15 N.M. 424 | N.M. | 1910
OPINION OF THE COURT.
The defendant Harwood was indicted for unlawfully uniting in marriage a female under the age of fifteen years. From a sentence, following a conviction and the overruling of the usual motions, he has appealed.
The first assignment of error is that the indictment states no offense.' This proceeds upon the contention that the penal provisions of the statute under which the proceedings were brought have been repealed. The indictment is under Chapter 31 of the laws of 1876 appearing as Comp. Laws, Sections 1426 to 1430. Sections 2 and 3 of that act (C. L. Sec. 1426 and 1427) are as follows:
“No person authorized by the laws of this Territory to celebrate marriages, shall unite in marriage, knowingly, any male under the age of twenty-one }rears, nor any female under the age of eighteen years without the consent of their parents oi guardians under whose care and control such minor may be, and all marriages of any male under the age of eighteen years and of any female under the age of fifteen years, are absolutely invalid.” C. L. Sec. 1426.

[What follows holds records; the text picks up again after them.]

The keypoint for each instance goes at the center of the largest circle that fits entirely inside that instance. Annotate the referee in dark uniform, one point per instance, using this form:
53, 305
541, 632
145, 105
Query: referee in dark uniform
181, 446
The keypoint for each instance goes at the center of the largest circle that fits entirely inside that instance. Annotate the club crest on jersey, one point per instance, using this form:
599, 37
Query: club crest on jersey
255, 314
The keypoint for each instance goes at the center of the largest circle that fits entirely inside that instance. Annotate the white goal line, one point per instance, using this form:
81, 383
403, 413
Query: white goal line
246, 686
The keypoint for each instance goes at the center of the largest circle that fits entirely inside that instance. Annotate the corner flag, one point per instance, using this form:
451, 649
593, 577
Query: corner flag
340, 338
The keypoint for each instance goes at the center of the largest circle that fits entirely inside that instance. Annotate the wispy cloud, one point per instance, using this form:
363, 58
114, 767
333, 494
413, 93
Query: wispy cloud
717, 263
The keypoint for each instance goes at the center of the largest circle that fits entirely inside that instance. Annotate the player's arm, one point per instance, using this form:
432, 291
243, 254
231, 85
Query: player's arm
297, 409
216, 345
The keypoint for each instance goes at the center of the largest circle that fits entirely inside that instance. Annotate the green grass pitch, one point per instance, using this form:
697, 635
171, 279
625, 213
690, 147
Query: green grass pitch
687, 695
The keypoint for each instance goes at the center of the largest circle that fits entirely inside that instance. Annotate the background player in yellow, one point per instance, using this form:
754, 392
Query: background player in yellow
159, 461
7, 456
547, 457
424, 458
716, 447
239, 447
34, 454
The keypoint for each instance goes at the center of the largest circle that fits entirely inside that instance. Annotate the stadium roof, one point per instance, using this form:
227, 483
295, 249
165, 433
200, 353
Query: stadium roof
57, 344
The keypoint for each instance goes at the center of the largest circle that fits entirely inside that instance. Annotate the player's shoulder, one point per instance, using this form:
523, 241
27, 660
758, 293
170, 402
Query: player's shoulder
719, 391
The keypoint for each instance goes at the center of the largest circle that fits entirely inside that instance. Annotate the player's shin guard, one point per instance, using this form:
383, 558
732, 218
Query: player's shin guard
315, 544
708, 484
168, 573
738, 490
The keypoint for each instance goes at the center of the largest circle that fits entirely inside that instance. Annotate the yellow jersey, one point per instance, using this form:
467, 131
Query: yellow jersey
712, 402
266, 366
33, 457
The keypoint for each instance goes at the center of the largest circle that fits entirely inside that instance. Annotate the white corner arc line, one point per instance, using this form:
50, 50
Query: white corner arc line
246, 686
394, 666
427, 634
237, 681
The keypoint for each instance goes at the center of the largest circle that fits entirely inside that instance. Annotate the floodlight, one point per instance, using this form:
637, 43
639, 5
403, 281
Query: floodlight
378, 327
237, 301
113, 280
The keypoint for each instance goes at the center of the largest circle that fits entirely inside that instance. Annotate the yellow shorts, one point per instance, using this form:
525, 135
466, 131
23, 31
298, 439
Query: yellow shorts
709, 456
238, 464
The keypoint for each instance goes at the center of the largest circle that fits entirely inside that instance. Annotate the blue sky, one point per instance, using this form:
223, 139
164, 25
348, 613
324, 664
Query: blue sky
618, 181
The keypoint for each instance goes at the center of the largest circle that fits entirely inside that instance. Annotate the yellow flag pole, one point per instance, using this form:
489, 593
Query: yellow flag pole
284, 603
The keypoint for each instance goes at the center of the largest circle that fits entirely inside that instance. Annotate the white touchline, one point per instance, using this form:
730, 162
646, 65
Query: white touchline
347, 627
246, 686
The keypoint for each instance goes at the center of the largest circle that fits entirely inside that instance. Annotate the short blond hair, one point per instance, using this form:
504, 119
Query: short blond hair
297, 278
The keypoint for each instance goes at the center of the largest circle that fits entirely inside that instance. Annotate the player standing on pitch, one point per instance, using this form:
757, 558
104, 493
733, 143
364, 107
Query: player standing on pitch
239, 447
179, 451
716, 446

“If any person prohibited from contracting marriage by sections one thousand, four hundred and twenty-five and one thousand four hundred and twenty-six, shall violate the provisions thereof by contracting marriage contrary to the provisions of said sections, he or they shall be punished by fine on conviction thereof, in any sum noc less than fifty dollars; and every person authorized under the laws of this territory to celebrate marriages, who shall unite in wedlock any of the persons whose marriage is declared invalid by the previous sections of this act, on conviction thereof, shall be fined in.any sum not less than fifty dollars.” C. L., Sec. 1427.
Section 142 G, it will be noted, prohibits knowingly uniting in marriage any male or female under the ages respectively of 21 and 18. . In the case of males under 18 and females under 15 the prohibition is absolute and the marriage is declared invalid. In the case of others the marriage is permissible by consent of parents or guardians. It is thus seen that only in cases where the male is under 18 and the female under 15 is the marriage declared invalid, and as to these the act of uniting in marriage is made penal.
The same legislature by an act passed seven days after that above quoted, (L. 1876, C. 32, C. L. Sec. 1430) provides that “No marriage * * between or with infants under the prohibited ages shall be declared void except by a decree of the district court upon proper proceeding had therein.”
It is finally urged that the verdict below is without evidence to sustain it for the reason that there is no adequate proof of the age of the female. This contention we feel, upon a careful examination of the record, constrained to sustain. The only evidence upon this point is that of the priest who testified that he christened- the girl in July, 1894, at which time she was eight days old. The marriage having been performed on June 24, 1901, this was for the moment a showing that she was when married under fifteen. The further examination of the witness showed, however, that he personally did not know the girl in question and that he had no recollection of her birth or the christening and that his only knowledge of the matter came from a memorandum made about the time, which latter however he failed -to state was correct when made. This memorandum was in the form of a church record showing baptisms, which, while clearly and indeed, confessedly not admissible as a church record under C. L. 3030, constituted a memorandum which upon the proper showing the witness was at liberty to consult to refresh his recollection. It was referred to once or twice by the witness while on the stand but was not offered in evidence.
In the present case, however, we are not called upon to determine the true rule on this point for the memorandum was not introduced and the witness without objection stated its contents to the jury. The sole question here is as to the sufficiency of the proof. Whether one or the other of the rules above outlined is followed or whether the memorandum is used simply to stimulate memory which thereupon becomes awakened thereby, it is an essential at the basis of the use of all memoranda that they shall be shown to have been correct when made. 1 Wig-more on Evidence, sec. 747; Acklin's Ex. v. Hickman, 63 Ala. 498; Imhoff v. Richards, 48 Neb. 590; Nehrling v. Herold Co., 112 Wis. 558.
Without such proof the memorandum lacks all probative or auxiliary value and is available for no purpose. In the present case we find this fatal lack, in that nowhere in the record is there testimony to show that the memorandum consulted by the witness was correct when made. While the vocation of the witness and the purpose for which the memorandum was made are matters calling for judicial respect they do not supply the fact uniformly held essential to the use of a memorandum for any purpose, that its accuracy shall be guaranteed. The record in this condition presents the case of a conviction based solely upon the contents of a memorandum many years old, the correctness of which when made is in no wise legally established. This we cannot sustain.
The cause is accordingly reversed and remanded with directions for a new trial.